Deactivating memory modules without impacting performance
One of Hyrax’s key technical challenges is the need to deactivate components at the firmware level, as software-based deactivations prove to be insufficient. This requirement requires addressing previously unexplored performance implications.
A good example is the deactivation of a memory module, specifically a DIMM. To understand DIMM deactivation, it is important to consider how CPUs access memory, which is usually hidden from software. This occurs at the granularity of a cache line, which is 64 bytes and resides on a single DIMM. Larger data is divided into cache lines and distributed among all DIMMs connected to a CPU in a round-robin fashion. This interleaving mechanism ensures that while one DIMM is handling cache line N, another DIMM serves cache line N+1. From a software standpoint, memory is typically presented as a uniform address space that encompasses all cache lines across all the DIMMs attached to the CPU. Accessing any portion of this address space is equally fast in terms of memory bandwidth. Figure 3 shows an example of a server with six memory channels populated with two 32-GB DIMMs each. From the software perspective, the entire 384 GB of address space appears indistinguishable and offers a consistent 120 GB/sec bandwidth.
However, deactivating a DIMM causes the interleaving policy to reconfigure in unexpected ways. Figure 3 demonstrates this scenario, where the second DIMM on channel B (B2) has been identified as faulty and subsequently deactivated. Consequently, three different parts of the address space exhibit different characteristics: 120 GB/sec (six-way interleaving), 80 GB/sec (four-way interleaving), and 20 GB/sec (one-way interleaving). These performance differences are invisible to software and naively scheduling VMs on such a server can lead to variable performance, a suboptimal outcome.
Hyrax enables cloud platforms to work around this issue by scheduling VMs on only the parts of the address space that offer sufficient performance for that VM’s requirements. Our paper discusses how this works in more detail.

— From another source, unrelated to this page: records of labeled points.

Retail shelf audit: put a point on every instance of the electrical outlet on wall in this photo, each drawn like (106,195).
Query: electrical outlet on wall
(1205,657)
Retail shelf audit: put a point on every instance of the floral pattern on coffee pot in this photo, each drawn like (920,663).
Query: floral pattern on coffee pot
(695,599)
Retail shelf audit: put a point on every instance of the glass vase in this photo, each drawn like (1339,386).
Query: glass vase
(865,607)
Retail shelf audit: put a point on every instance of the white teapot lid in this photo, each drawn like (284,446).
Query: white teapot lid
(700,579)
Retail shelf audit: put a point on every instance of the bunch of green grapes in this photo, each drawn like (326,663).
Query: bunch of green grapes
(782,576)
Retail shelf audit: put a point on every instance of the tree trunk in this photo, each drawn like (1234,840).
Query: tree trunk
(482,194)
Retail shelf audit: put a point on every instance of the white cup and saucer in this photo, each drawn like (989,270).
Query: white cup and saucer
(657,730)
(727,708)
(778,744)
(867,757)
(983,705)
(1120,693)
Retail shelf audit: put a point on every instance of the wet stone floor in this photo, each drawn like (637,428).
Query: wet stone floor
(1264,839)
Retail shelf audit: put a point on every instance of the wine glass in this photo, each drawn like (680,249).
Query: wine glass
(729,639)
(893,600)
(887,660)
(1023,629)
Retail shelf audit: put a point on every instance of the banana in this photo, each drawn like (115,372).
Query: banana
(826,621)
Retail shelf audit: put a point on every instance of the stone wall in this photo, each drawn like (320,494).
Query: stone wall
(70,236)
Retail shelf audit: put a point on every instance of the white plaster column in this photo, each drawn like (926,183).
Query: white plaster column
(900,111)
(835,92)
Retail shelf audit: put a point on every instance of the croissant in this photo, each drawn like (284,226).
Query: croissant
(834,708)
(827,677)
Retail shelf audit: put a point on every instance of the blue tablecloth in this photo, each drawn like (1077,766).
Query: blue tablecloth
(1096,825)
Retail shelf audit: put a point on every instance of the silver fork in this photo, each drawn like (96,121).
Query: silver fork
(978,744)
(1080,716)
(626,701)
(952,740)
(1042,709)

Implications and looking forward
Hyrax is the first fail-in-place system for cloud computing servers, paving the way for future improvements. One potential enhancement involves reconsidering the approach to memory regions with 20 GB/sec memory bandwidth. Instead of using them only for small VMs, we could potentially allocate these regions to accommodate large data structures, such as by adding buffers for input-output devices that require more than 20 GB/sec of bandwidth.
Failing-in-place offers significant flexibility when it comes to repairs. For example, instead of conducting daily repair trips to individual servers scattered throughout a datacenter, we are exploring the concept of batching repairs, where technicians would visit a row of server racks once every few weeks to address issues across multiple servers simultaneously. By doing so, we can save valuable time and resources while creating new research avenues for optimizing repair schedules that intelligently balance capacity loss and repair efforts.
Achieving sustainability goals demands collective efforts across society. In this context, we introduce fail-in-place as a research direction for both datacenter hardware and software systems, directly tied to water and carbon efficiency. Beyond refining the fail-in-place concept itself and exploring new server designs, this new paradigm also opens up new pathways for improving maintenance processes using an environmentally friendly approach.